Tuesday, January 06, 2009

Prime Obsession, and Robert Shiller

Two books that I recently read:

1) Prime Obsession, by National Review's John Derbyshire. Prime Obsession has a mix of chapters: about half address the biography and background of Bernhard Riemann, the eminent German mathematician, as well as many of his forebears, contemporaries, and successors. The other half of the chapters are a layman's explanation, starting with some elementary math, of the Riemann Hypothesis.

It's a brilliant book. Derbyshire has a wonderful knack of explaining complicated mathematical concepts from the ground up. He does this so well that even a non-mathematician has at least a glimmering of a thrill when, in an anecdote, the physicist Freeman Dyson is told of the statistical distribution for the non-trivial zeros of the Riemann zeta function, and his response is, "That's the form factor for the pair correlation of eigenvalues of random Hermitian matrices!" What this means (so far as I understand it) is that the distribution of prime numbers has a completely unexpected parallel to the energy levels observed in quantum mechanical experiments. (It's a bit dismaying, to be sure, when after a chapter written in language like that, the next chapter begins with the warning: "You might find the following few sections challenging." But Derbyshire is up to the task of making it all comprehensible.)
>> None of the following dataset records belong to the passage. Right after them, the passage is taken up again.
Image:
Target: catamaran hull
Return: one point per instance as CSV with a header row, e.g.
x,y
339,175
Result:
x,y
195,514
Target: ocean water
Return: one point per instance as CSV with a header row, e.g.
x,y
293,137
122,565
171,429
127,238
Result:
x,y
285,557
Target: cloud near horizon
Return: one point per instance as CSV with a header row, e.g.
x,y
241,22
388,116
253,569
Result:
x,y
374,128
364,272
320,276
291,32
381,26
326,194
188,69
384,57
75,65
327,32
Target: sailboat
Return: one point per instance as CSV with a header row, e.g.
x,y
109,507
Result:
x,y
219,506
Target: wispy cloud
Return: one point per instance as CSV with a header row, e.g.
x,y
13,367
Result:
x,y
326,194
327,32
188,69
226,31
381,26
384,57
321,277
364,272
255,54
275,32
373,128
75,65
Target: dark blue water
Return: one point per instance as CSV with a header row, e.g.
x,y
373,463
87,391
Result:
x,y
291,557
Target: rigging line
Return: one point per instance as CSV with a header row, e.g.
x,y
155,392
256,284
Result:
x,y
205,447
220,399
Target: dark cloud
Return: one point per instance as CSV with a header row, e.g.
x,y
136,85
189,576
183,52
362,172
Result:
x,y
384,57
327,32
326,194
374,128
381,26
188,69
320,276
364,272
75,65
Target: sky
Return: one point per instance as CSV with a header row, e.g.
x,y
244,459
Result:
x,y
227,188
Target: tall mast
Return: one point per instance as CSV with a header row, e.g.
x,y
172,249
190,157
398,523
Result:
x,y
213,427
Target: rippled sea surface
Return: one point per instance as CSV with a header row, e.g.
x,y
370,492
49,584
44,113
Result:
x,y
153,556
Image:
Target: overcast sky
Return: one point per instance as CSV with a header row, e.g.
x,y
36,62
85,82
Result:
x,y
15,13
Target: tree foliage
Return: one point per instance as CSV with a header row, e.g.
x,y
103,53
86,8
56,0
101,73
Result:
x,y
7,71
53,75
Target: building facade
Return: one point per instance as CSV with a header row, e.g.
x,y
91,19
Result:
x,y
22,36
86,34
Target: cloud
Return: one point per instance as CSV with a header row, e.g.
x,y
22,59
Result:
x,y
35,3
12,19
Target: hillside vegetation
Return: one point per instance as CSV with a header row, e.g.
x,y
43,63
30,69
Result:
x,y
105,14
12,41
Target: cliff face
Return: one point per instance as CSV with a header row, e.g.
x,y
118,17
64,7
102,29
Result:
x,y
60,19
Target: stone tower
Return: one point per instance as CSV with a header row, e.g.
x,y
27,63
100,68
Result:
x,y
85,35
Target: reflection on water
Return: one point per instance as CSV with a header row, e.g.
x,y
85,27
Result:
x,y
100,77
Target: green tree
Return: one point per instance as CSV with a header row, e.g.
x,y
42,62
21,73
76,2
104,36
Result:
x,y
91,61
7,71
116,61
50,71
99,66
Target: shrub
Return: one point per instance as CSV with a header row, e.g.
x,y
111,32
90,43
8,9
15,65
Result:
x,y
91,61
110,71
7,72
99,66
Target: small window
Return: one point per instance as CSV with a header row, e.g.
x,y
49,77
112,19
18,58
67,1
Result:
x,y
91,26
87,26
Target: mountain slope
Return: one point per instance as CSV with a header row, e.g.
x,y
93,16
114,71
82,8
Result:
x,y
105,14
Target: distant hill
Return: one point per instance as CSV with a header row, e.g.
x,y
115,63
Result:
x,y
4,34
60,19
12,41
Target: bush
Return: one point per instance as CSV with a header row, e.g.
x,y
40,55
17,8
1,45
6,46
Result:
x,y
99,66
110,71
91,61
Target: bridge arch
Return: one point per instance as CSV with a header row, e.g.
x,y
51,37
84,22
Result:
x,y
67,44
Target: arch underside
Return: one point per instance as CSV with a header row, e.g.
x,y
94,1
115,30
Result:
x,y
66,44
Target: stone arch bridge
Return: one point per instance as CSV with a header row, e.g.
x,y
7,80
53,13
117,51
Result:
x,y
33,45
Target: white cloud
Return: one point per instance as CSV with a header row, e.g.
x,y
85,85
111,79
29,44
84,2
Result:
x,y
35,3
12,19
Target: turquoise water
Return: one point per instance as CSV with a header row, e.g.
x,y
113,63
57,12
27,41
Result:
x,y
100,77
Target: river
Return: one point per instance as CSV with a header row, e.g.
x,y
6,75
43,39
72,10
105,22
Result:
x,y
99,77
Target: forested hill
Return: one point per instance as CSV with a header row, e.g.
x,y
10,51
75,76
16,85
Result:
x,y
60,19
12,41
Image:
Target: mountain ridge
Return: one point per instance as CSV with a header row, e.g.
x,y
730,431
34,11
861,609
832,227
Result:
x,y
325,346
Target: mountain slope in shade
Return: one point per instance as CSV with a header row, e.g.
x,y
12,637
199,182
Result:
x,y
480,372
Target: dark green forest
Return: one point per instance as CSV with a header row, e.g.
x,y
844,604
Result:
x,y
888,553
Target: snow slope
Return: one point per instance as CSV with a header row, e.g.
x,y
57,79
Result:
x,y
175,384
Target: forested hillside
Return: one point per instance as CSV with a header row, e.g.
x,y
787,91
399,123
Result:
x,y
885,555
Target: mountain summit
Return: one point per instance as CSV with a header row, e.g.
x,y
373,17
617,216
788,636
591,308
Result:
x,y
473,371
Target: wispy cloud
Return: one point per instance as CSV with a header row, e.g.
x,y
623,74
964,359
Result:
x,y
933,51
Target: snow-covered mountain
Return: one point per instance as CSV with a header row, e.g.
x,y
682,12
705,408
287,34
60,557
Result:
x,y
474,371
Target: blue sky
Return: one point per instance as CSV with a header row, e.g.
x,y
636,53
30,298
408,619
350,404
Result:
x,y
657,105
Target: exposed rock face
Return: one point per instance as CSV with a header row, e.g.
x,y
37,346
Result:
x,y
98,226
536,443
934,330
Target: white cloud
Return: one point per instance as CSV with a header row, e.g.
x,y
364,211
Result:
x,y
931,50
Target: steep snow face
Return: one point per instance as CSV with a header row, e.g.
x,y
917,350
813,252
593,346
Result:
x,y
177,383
2) Robert Shiller's The New Financial Order: Risk in the 21st Century. Shiller is a clever and creative economic thinker, and he presents several bold ideas in this book (including standardized units of currency, income tax schedules based on inequality, and much more).

I was intrigued by his idea of insurance for "livelihoods." Shiller provides an example of a young man thinking of a career in biochemistry. The risk is that his highly specialized knowledge might be displaced or become unusable in the employment market, for some reason. So there's a lot of uncertainty that might cause talented individuals to forego a socially valuable career. Shiller's answer is a livelihood insurance policy that "would be designed to pay him a regular supplement to his income over the years in the event of a decline."

The problem with such insurance plans is two-fold:

a) Insurance companies wouldn't have enough information to price and sell such plans for many careers, particularly new careers as to which there is no historical or national data on income patterns;

b) Even where such insurance plans are possible, the very people who would most benefit would also be least likely to be able to afford a policy. Journalists and GM workers would love to have an insurance policy right now that paid them a lifetime income in the event of job loss. But for that very reason, if such policies were sold at all, they would be exorbitantly expensive for journalists and GM workers (for the same reason that it would be highly expensive for a death row inmate to buy life insurance).

Now if such insurance policies were publicly subsidized in some fashion, that would be a different matter. But then Shiller's argument devolves into a case for a government-sponsored minimum income, except one that varies by career. While Shiller does point out that because of moral hazard, livelihood insurance policies might have to pay only for aggregate drops in the average income for a certain profession, there would still be some moral hazard (I think) for people selecting whether to enter a career where the government's minimum income was higher.